DynFOA is a novel framework that synthesizes first-order ambisonics spatial audio from 360-degree videos by combining scene reconstruction and conditional diffusion modeling to handle complex, dynamic environments.

Contribution

It introduces a comprehensive method integrating dynamic scene analysis with diffusion models for realistic spatial audio generation in complex scenes.

Findings

Outperforms existing methods in spatial accuracy and acoustic fidelity.

Successfully models dynamic sources and acoustic effects like occlusion and reverberation.

Demonstrates robustness across diverse real-world scenarios with the M2G-360 dataset.

Abstract

Spatial audio is crucial for immersive 360-degree video experiences, yet most 360-degree videos lack it due to the difficulty of capturing spatial audio during recording. Automatically generating spatial audio such as first-order ambisonics (FOA) from video therefore remains an important but challenging problem. In complex scenes, sound perception depends not only on sound source locations but also on scene geometry, materials, and dynamic interactions with the environment. However, existing approaches only rely on visual cues and fail to model dynamic sources and acoustic effects such as occlusion, reflections, and reverberation. To address these challenges, we propose DynFOA, a generative framework that synthesizes FOA from 360-degree videos by integrating dynamic scene reconstruction with conditional diffusion modeling. DynFOA analyzes the input video to detect and localize dynamic sound sources, estimate depth and semantics, and reconstruct scene geometry and materials using 3D Gaussian Splatting (3DGS).
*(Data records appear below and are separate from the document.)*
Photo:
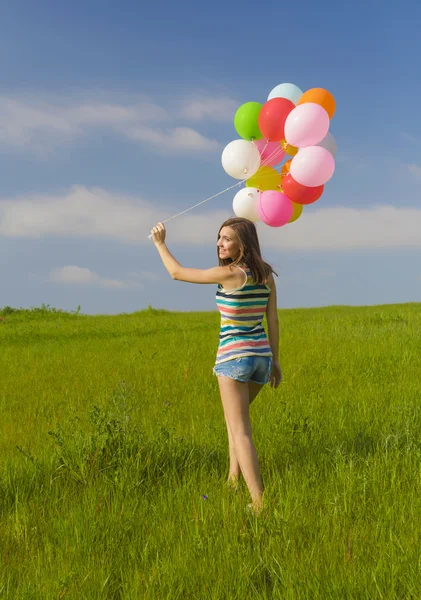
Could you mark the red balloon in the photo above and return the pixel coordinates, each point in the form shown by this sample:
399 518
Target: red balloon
272 117
300 194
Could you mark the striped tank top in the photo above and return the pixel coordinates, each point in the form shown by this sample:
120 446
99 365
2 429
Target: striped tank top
242 311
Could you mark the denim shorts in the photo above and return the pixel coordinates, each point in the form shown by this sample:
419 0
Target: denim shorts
255 368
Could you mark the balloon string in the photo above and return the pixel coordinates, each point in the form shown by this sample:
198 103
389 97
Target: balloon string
264 163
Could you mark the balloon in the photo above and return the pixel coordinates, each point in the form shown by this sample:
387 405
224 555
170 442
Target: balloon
300 194
329 143
272 118
275 209
312 166
286 167
297 210
290 150
246 203
240 159
266 178
286 90
245 121
322 97
270 152
306 125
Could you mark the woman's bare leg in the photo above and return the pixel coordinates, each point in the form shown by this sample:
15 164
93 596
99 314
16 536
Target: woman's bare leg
235 400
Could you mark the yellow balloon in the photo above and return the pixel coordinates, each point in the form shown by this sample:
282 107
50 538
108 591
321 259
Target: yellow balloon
266 178
297 212
291 150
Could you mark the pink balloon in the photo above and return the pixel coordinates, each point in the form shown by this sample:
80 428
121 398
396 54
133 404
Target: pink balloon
274 208
306 125
312 166
271 153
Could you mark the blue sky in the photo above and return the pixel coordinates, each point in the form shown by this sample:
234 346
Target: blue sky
114 115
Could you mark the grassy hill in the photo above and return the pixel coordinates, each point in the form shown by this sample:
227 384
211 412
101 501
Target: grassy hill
114 456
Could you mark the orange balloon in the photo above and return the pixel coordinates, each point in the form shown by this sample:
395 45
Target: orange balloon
291 150
322 97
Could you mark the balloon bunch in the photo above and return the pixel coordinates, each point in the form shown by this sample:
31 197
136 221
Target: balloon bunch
293 125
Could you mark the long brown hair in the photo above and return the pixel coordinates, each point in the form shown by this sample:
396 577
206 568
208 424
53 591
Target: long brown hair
249 252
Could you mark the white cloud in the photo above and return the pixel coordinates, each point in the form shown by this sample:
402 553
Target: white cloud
39 125
178 139
79 275
216 109
97 214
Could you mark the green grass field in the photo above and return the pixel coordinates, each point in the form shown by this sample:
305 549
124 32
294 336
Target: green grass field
114 457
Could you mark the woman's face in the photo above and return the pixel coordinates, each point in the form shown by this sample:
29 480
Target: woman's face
228 246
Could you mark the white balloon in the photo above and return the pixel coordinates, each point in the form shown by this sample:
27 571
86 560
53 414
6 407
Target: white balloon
241 159
329 143
286 90
245 204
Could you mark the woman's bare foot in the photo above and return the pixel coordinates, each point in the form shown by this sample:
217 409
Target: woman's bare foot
233 482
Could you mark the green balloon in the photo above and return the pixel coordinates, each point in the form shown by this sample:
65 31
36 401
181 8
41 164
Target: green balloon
246 121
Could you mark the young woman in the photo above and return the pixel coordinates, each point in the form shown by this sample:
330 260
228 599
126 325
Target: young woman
246 359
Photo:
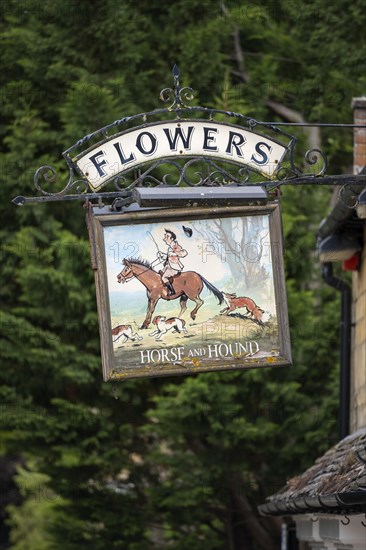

The reconstructed scene representation provides physically grounded features that capture acoustic interactions between sources, environment, and listener viewpoint. Conditioned on these features, a diffusion model generates spatial audio consistent with the scene dynamics and acoustic context. We introduce M2G-360, a dataset of 600 real-world clips divided into MoveSources, Multi-Source, and Geometry subsets for evaluating robustness under diverse conditions. Experiments show that DynFOA consistently outperforms existing methods in spatial accuracy, acoustic fidelity, distribution matching, and perceived immersive experience.